La campaña también busca generar conciencia entre los espectadores sobre la necesidad de identificar cuándo un contenido fue manipulado o generado mediante inteligencia artificial. En el cierre del spot, Darín deja el mensaje central de la iniciativa: “Vos tenés derecho a saber si un actor es real o no, si hizo esas acciones o si dijo esas palabras. El avance de la tecnología no puede justificar el robo o el engaño”.
Darín: “Regulemos el uso de la inteligencia artificial”
La actriz Marina Bellati recordó además que en distintos países ya comenzaron a impulsarse leyes y convenios colectivos para proteger a artistas y trabajadores del sector frente al avance de estas herramientas. La pieza concluye con una consigna contundente pronunciada por Darín: “Regulemos el uso de la inteligencia artificial”.
Desde la Asociación Argentina de Actores y Actrices señalaron que vienen trabajando junto a sindicatos y organizaciones culturales para impulsar medidas que protejan el trabajo artístico y garanticen transparencia frente al público.
La discusión sobre el impacto de la inteligencia artificial en el mundo audiovisual ya generó conflictos en distintas partes del mundo. En Hollywood, durante las históricas huelgas de actores y guionistas de 2023, uno de los principales reclamos estuvo vinculado al uso de réplicas digitales y herramientas de IA por parte de estudios y plataformas.
Los sindicatos exigieron límites para evitar que las productoras utilicen imágenes, voces o interpretaciones de artistas sin consentimiento ni compensación económica.
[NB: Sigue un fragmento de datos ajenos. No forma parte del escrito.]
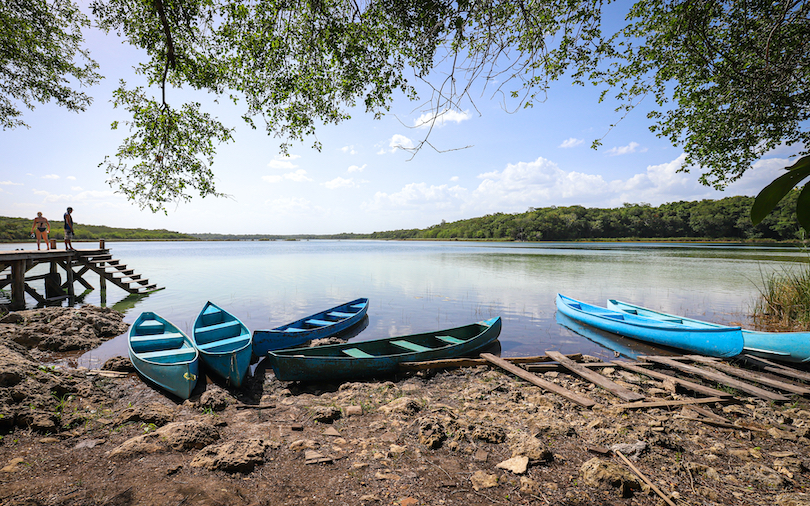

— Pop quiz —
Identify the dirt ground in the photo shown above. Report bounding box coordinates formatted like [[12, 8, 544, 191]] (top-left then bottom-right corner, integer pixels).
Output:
[[0, 309, 810, 506]]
Finalmente, los acuerdos alcanzados incluyeron regulaciones específicas sobre el uso de inteligencia artificial, estableciendo que cualquier reproducción digital de un actor debe contar con autorización previa y pago correspondiente.
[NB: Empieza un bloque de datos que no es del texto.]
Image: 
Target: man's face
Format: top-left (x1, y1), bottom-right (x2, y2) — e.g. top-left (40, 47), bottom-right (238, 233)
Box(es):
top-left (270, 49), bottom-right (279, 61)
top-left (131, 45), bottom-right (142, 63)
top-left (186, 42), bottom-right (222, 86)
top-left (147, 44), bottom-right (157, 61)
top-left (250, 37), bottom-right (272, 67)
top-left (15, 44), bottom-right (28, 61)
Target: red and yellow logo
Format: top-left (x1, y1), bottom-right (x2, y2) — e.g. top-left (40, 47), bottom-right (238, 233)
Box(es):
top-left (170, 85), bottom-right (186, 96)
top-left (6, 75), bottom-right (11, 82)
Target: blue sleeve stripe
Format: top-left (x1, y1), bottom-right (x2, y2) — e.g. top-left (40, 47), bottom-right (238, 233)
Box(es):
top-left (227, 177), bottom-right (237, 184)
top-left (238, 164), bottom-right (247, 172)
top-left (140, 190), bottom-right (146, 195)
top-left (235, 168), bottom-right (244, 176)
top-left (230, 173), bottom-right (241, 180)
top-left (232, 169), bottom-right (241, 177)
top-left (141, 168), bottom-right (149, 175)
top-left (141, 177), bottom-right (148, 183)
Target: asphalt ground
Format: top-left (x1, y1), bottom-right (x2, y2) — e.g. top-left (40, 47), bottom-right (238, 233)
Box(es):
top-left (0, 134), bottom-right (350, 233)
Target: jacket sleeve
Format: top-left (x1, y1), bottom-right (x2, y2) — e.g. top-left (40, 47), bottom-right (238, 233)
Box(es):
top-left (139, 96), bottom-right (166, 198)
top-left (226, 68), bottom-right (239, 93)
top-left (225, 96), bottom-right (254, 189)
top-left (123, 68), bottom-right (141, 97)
El caso de Scarlett Johansson
Uno de los casos más resonantes en Hollywood ocurrió en 2024, cuando Scarlett Johansson cuestionó públicamente a la empresa OpenAI por el uso de una voz de inteligencia artificial que muchos usuarios consideraron muy similar a la suya. La actriz aseguró que había rechazado participar del proyecto y manifestó su preocupación por el uso de imitaciones digitales sin consentimiento. Tras la polémica, la compañía decidió retirar temporalmente la voz del sistema. El episodio se convirtió en uno de los ejemplos más visibles del debate sobre los límites éticos y legales de la inteligencia artificial en la industria audiovisual.